You get sauced! Death by hair.
  •  

Constance

The stylist slips and cuts off your head.

Death by chocolate...

Fighter

While turning the volume up on your music, the button gets stuck and it keeps going up until your head explodes due to the loudness.

Death by...Risk (the board game).
  •  

Devlyn

You're killed by Professor Plumm, in the library, with the lead pipe! Death by ice cream.
  •  

Fighter

What? That's not Risk, that's Clue! ::) Well, unless I was playing Risk with professor Plumm in a library, beat him at the game, and then he killed me with a lead pipe that he just happened to have. I guess that works!

Anyway...

While eating the ice cream, you develop a rare disorder in which you will die if you stop eating ice cream. To prevent your death your only option is to eat even more ice cream. However, the extreme amount of cold from the ice cream causes you to have such a severe brainfreeze that you ultimately die. But hey, at least the disorder didn't get you!

Death by roleplaying ;o.
  •  

~RoadToTrista~

You're a level 15 woodnymph shaman with 26 dexterity, 17 stamina, and 19 willpower who uses the Sword of Oblivion to chop your enemies down in repeated and uncoordinated strikes . You're opponent is a level 12 gnome berserker with 12 stamina, 14 critical strike chance, and 19 armor penetration who uses the Helm of Incineration to burn things. You have a duel, while in battle, the gnome makes a dirty comment about your mother, and this enrages you, the fight is no longer fun and games, it becomes personal. Being a shaman, who are completely incompetent with one-handed and two-handed swords, you accidently stab yourself with the Sword of Oblivion several times (which was a pencil) while you're in fits of angry gestures. ^.^

Death by empty water bottles. :o
  •  

Devlyn

Holy crap, what was I thinking? Stupid four letter board games! Anyway, while putting your empty water bottles out for curbside recycling, you are run over............by the curbside recycling truck! Death by shrubbery.
  •  

Fighter

You decide one day to find a shrubbery. However, you have a great deal of trouble finding a suitable one for an affordable price. So you decide to join to Knight who say Ni, because they often get shrubberies for free. However, as a member of the Knights who say Ni, you are confronted by one who knows the secret word that the Knights who say Ni cannot hear: It. You hear the word It so many times that your ears bleed profusely until your entire body runs out of blood and you inevitably die.

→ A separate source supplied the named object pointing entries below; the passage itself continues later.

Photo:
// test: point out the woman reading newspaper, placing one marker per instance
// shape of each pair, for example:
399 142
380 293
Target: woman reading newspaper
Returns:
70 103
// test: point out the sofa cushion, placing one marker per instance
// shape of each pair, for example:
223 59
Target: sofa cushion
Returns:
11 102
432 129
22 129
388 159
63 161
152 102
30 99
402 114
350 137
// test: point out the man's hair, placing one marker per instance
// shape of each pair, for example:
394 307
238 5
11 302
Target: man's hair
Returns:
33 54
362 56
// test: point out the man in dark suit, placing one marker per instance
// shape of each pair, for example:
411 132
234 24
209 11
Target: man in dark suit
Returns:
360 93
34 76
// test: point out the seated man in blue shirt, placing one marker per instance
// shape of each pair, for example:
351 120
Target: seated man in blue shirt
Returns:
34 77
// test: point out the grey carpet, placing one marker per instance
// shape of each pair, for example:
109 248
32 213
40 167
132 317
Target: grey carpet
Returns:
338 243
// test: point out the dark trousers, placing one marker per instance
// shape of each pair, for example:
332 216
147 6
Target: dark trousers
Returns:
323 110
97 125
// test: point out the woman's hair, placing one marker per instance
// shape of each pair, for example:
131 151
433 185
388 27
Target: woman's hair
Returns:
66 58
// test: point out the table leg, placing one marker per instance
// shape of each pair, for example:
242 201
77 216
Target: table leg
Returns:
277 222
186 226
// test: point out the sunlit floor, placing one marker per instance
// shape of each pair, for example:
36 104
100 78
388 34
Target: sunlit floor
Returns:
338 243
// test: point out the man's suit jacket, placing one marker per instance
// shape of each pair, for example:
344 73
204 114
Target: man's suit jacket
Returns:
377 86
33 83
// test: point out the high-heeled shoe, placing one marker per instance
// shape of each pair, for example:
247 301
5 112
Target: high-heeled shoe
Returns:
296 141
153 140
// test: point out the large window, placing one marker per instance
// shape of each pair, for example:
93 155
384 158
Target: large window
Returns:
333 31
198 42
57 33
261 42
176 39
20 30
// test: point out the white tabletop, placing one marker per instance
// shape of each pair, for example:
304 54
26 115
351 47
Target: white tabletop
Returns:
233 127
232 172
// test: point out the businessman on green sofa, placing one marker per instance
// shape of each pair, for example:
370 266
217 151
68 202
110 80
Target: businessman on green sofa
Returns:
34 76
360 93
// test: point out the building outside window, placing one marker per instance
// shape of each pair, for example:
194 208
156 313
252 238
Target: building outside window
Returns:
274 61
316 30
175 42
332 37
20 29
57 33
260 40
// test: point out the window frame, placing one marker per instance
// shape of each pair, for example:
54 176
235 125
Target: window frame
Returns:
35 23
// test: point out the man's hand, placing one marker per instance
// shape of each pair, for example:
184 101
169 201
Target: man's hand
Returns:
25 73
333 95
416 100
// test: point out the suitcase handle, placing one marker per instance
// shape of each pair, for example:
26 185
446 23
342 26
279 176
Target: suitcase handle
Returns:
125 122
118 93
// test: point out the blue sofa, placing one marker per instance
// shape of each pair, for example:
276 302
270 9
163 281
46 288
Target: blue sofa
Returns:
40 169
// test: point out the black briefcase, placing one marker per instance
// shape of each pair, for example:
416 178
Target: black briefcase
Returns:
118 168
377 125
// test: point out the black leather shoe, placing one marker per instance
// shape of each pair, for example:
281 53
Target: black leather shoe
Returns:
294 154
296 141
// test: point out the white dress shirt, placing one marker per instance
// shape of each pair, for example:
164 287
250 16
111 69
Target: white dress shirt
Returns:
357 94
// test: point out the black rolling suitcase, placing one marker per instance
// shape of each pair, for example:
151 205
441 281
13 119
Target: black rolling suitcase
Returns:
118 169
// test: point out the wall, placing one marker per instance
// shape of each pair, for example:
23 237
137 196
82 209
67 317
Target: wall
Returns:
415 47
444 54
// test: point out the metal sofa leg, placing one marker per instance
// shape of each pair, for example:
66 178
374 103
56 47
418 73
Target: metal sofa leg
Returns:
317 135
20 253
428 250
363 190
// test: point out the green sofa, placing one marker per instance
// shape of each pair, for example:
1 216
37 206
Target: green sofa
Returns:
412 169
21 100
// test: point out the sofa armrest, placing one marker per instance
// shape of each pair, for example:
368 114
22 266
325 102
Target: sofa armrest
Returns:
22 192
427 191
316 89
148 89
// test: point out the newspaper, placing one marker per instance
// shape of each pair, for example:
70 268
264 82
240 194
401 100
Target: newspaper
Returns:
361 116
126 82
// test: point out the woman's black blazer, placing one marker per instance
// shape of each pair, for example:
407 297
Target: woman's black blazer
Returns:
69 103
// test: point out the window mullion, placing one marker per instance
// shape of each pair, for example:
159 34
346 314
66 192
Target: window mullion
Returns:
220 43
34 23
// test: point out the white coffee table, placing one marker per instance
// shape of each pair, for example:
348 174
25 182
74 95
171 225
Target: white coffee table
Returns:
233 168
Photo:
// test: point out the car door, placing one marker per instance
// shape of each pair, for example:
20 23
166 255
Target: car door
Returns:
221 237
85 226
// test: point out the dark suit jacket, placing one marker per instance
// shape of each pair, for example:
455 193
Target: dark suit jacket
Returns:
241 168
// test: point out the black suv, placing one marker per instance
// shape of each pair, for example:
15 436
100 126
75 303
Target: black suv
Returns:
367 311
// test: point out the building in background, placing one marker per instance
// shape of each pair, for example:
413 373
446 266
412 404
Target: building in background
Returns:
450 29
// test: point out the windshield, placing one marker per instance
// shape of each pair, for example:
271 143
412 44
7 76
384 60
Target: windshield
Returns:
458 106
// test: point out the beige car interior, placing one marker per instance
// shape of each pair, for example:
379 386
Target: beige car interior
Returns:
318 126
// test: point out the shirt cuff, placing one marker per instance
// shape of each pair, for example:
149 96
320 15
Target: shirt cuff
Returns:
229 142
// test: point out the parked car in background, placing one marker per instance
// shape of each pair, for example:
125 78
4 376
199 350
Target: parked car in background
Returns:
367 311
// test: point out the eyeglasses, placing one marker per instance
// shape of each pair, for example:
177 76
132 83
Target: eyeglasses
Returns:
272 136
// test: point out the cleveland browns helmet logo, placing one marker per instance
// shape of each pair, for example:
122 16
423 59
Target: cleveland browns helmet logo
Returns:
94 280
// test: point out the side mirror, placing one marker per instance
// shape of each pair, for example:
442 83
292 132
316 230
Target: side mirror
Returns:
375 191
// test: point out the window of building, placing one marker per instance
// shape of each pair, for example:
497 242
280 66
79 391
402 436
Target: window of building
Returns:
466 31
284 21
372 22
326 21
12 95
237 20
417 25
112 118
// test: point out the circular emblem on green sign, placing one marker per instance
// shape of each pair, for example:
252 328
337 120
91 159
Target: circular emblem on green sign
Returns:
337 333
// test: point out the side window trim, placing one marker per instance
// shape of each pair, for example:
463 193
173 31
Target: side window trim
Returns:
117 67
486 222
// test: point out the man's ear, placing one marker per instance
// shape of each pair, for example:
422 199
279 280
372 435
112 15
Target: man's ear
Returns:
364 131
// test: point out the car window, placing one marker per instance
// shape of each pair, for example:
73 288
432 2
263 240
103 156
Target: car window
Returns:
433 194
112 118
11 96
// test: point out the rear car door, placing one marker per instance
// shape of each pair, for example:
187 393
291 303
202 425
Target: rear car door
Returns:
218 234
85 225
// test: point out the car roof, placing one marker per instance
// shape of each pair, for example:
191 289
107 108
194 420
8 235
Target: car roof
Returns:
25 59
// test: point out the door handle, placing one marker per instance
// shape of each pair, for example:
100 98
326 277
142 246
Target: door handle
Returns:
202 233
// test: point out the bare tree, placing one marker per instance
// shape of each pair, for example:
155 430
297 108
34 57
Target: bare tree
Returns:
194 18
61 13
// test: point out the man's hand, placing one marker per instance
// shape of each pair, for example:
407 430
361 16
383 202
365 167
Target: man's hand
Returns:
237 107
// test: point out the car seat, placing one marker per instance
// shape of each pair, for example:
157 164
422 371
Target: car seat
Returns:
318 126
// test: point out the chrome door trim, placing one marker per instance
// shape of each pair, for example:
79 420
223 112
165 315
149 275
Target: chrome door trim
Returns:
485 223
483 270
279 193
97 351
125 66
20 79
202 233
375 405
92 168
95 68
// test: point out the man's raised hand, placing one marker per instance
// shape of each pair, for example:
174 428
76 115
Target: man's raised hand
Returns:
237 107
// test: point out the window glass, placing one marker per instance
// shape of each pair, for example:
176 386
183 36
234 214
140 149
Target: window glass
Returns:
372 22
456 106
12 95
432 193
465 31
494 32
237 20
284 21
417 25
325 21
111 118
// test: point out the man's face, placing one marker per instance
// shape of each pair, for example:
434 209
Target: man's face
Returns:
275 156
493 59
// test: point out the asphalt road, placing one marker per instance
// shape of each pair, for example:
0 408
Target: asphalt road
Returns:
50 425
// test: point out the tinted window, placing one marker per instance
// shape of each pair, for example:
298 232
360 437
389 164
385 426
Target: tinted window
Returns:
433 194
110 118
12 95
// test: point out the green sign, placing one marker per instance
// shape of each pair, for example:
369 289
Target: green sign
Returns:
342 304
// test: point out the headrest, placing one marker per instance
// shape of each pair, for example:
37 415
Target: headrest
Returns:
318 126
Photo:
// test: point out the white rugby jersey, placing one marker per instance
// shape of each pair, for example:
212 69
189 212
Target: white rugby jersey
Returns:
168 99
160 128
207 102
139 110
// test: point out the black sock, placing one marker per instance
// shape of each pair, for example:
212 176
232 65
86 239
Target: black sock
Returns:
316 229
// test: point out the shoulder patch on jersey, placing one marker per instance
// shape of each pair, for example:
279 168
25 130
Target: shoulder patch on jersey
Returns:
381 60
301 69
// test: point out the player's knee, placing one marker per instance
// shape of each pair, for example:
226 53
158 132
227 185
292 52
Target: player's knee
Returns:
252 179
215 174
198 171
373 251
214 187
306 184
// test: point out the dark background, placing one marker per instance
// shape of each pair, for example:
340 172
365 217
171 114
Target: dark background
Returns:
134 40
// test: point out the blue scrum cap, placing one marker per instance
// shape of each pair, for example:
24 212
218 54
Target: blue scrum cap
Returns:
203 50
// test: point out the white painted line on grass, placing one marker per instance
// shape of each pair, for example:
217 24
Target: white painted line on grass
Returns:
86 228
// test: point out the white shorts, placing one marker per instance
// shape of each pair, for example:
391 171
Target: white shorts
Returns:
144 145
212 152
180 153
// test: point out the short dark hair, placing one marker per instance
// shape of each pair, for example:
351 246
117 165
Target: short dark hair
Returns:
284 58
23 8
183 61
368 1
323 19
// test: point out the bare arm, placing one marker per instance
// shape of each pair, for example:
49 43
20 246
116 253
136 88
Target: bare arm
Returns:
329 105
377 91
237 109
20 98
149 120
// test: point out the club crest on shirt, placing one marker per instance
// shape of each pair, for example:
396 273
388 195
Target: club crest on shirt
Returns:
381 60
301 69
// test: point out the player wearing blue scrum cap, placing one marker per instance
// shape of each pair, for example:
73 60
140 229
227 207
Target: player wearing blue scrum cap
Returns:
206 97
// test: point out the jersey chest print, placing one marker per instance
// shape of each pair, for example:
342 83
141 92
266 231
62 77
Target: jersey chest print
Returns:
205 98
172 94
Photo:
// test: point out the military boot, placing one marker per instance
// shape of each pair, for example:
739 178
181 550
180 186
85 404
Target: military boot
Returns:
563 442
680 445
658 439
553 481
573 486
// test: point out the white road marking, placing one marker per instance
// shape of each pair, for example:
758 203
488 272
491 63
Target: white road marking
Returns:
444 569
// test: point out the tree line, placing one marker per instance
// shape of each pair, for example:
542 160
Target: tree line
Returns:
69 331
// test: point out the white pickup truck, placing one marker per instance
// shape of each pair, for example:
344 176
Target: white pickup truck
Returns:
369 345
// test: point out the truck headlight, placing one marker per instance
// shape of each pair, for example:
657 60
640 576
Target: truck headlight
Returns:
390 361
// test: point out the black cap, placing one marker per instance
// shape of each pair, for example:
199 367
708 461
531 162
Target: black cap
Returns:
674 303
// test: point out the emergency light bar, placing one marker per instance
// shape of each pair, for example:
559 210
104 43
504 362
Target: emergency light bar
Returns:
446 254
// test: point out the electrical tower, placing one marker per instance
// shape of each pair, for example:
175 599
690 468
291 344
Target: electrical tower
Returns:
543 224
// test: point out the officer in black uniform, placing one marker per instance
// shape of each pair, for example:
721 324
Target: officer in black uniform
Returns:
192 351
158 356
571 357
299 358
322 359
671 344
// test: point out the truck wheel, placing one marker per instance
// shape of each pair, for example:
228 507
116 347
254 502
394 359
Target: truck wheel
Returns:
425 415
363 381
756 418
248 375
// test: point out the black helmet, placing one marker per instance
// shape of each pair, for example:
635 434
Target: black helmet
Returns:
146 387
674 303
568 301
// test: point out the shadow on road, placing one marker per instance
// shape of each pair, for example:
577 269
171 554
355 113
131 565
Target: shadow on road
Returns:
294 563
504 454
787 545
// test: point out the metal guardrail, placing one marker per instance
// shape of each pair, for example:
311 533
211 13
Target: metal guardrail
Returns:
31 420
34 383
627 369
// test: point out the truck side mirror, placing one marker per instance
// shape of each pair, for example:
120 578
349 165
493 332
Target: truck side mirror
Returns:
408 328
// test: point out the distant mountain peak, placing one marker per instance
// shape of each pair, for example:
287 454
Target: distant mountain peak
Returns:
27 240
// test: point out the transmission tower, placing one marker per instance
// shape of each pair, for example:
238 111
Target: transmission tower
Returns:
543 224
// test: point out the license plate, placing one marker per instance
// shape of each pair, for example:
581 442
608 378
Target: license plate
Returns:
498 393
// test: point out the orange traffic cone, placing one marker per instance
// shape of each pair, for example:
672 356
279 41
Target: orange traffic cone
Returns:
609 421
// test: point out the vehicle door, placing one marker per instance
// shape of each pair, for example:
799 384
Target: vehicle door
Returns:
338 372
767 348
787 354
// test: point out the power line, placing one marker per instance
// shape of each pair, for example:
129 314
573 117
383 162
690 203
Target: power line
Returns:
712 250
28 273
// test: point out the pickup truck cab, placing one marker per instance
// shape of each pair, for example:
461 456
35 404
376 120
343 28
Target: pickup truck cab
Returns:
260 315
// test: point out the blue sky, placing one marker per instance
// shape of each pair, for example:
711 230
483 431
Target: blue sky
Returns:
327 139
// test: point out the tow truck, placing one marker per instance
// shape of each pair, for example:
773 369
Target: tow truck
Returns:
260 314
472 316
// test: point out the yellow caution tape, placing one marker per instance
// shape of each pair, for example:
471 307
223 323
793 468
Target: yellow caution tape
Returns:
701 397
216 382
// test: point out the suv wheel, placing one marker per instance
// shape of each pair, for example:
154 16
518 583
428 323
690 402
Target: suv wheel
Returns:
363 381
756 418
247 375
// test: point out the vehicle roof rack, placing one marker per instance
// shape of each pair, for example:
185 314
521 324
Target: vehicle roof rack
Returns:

In case you don't get the reference :).

Death by dirty laundry.
  •  

JenJen2011

The foul smell reeks inside your body which causes the body to rot to death.

Death by super glue.
"You have one life to live so live it right"
  •  

Devlyn

While performing your own version of the hard hat test, you plunge to your death, because you forgot everything on television is fake. Death by the "Jerry Springer Show."
  •  

Constance

A perfectly normal family shows up on the the show, causing all viewers to spontaneously combust.

Death by Algebra

kylie clark

all the numbers make your head explode.

Death by television
  •  

Devlyn

Your 80" hi-deffer than thou TV falls off the wall, squashing you like a bug. Death by Funyuns.
  •  

Fighter

You are eating Funyuns while watching a tennis match when one slips out of your hand very badly. One of the tennis players accidentally hits it by accident with their racket thinking it's the ball (it was a large funyun), and it's launched straight into your throat. You end up choking to death on the tasty treat.

Death by Nyan Cat!
  •  

Lynn

You get the sudden urge to try and "sing" along to nyan cat, but accidentally put on the 10 hour version. It's so catchy that you can't stop and you die from exhaustion (but at least you die happy!)

Death by a plush giraffe!
  •  

Devlyn

You decide to take your plush giraffe for a drive. You get lost and inadvertantly drive by the Plush Giraffe Factory. All the plush giraffes inside want to join their friend in freedom, and you are killed in a plush giraffe stampede. The police rule it blunt fuzzy trauma. Death by shoes.
  •  

valkyrie256

A person in a 10th floor apartment decides that they don't want their shoes anymore and toss them out the window. You happen to be standing where they land.

Death by air.
Pansexual.
Atheist.
Stoic.
Nerd.
Anything else?
  •  

~RoadToTrista~

Both members of the French band, Air, go into a homicidal rage and beat you to death with their instruments for no reason. (Idk who they are I just typed in "air" on Wikipedia, lawl)

Death by....... Oprah!

  •  

Fighter

Oprah goes crazy. And needless to say, when Oprah goes crazy, the WORLD goes crazy. All hell breaks loose! Cats start chasing dogs, grown men run and scream like little girls at the sight of a jack-in-the-box, and perfectly ordinary people resort to cannibalism! And they're not even hungry! To try and keep the peace in the world, an organization is formed to stop Oprah's rampage, in which every sane person, including yourself, is forced to join lest they be swallowed up in the chaos. While the forces of this nameless organization are being mustered, Oprah rallies her children to wage a war and attempt to take control of the world. While on the front lines, you come face to face with Oprah and fight her in a hand-to-hand battle to the death. After an emotionally and physically scarring battle with the former talk-show host, you both let out one last punch and take each other out. With Oprah dead, the world resumes its normal balance and begins to rebuild itself. You die, but at least you die a hero.

Or, if that's too much, you end up being one of the audience members on the show. Oprah herself invites you up on the stage to tell your story, but she accidentally trips and falls when trying to shake your hand. She falls on you in such a way that you break your spine. Death is instantaneous.

Pick your poison :).

Death by internet smileys like this one --> :).